Once a story reaches the board, Senior Editor Elise Tobler or I (sometimes both) give the story an initial read and give the story a “no” or a “maybe.” This usually happens within a week, but can take longer depending on personal circumstances. The “no” stories are rejected promptly, and the “maybe” stories rest.

Every year or so, there’s a story that we’re positive we’re going to accept from the first moment we read it. “Bullet Oracle Instinct,” by K. M. Ferebee. “Seek Him i’th’Other Place Yourself” by Josh Storey. There are a few others, but not many. Even those stories rest; we don’t accept them immediately. Why? Because sometimes a story that seems really shiny on the first reading doesn’t hold up on a second reading. We give ourselves the gift of distance and perspective on a story before making a final decision. It’s exactly the same dynamic as advising authors to take some time away from the story between drafts.

We let another week, or two, or more pass before the second reading.
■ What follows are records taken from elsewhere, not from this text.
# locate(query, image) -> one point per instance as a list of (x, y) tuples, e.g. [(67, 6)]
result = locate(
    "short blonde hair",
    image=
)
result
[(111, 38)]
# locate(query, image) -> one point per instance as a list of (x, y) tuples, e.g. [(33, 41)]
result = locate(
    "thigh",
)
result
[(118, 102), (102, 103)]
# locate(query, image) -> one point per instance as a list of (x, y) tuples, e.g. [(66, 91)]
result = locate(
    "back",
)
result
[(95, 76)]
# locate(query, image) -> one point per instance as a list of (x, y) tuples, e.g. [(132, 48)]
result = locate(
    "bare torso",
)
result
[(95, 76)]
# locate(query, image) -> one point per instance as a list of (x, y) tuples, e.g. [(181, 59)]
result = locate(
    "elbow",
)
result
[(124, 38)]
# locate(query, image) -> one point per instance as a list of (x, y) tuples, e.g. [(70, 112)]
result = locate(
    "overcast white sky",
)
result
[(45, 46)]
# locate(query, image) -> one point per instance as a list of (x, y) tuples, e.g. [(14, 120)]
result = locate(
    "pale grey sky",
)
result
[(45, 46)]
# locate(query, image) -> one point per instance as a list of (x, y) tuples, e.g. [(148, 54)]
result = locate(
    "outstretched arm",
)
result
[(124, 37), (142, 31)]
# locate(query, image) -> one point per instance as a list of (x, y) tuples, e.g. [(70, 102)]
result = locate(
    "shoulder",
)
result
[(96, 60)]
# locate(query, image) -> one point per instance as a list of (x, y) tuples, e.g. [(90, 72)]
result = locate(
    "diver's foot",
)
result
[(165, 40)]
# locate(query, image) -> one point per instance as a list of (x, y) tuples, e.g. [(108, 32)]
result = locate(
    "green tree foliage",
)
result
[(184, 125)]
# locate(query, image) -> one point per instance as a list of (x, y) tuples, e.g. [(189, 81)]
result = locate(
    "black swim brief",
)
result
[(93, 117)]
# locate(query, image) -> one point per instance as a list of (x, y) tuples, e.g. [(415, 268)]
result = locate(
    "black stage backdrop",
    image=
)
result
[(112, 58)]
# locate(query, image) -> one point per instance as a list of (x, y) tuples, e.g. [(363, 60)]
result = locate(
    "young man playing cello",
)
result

The decisions can get really tough at this stage. Are the story’s flaws fatal for us, or can they be fixed with edits? Should we ask for a rewrite (always fraught)? Am I reading this story fairly, or is my bias against, say, unicorns clouding my vision? What does the author intend in this section–do we agree with that intent, and can we bring it out more clearly? Do we still love the story after some time away, or was it forgettable? Even if it’s completely awesome, is it Shimmery? Occasionally, we’ll consult outside readers for their opinion on a technical matter or a style issue. Staff members comment on the stories, and Elise and I discuss them offline, sometimes at great length. Each story’s such a unique and personal thing, and we each have our own unique and personal takes on it

The decisions are very rarely clear or easy. They take time. Yeah, there’s some procrastination and avoidance at this stage — but it also just takes time. Elise tells me the longest wait within recent memory was about three months (which I think is shamefully long); our fastest was turned around within a week. (It is at this stage that sim sub withdrawal notices are problematic, especially since we do not accept sim subs.) We put a lot of careful thought into stories at this stage; we’re not just eating cake and watching Ru Paul’s Drag Race while your story languishes forgotten. I promise.

Will the decisions get easier now that we’re paying pro rates? It’s too early to say. Maybe there will be more obvious Yes stories; or maybe the decisions will get even harder when there are even more good stories to choose from, and the stakes are higher.

It’s easy for me to look at other editors and assume they all have the gift of instant clarity and make decisions faster than a speeding bullet, without any doubts or missteps. It’s easy to hear the chorus of voices that say UR DOIN IT RONG.  It’s the same trap I fall into as a writer, when I begin to believe that all other writers are constantly inspired and motivated and disciplined, and I’m the only one playing Plants vs Zombies instead of writing. It’s the trap of comparing my insides to everyone else’s outsides.

Publishing constantly teaches me to trust myself. This is my process. This is how I fall in love with Shimmer stories: slowly and carefully and deliberately. And that’s just fine.

To summarize:

Within 1 to 3 weeks, you should get a rejection or a hold notice. If it gets to be four weeks, by all means query; it is most likely that either your submission or our response went astray.

If you get a hold notice, you may get a rejection within 1 to 2 weeks. If it’s longer than that, your story is under very serious consideration, and you should hear one way or another within a few more weeks.


5 thoughts on “How Shimmer Falls in Love With Fiction”

  1. No, you’re not the only person playing Plants v Zombies instead of writing, that game is hilarious. Happens to everyone, that or one of those weird Diner Dash variations gets you…

  2. This was great to read. Also, I can’t stop playing Borderlands 2. I fret whenever a new video game comes out, becasue at that instant I KNOW I’m not gonna’ be writing as much as I should!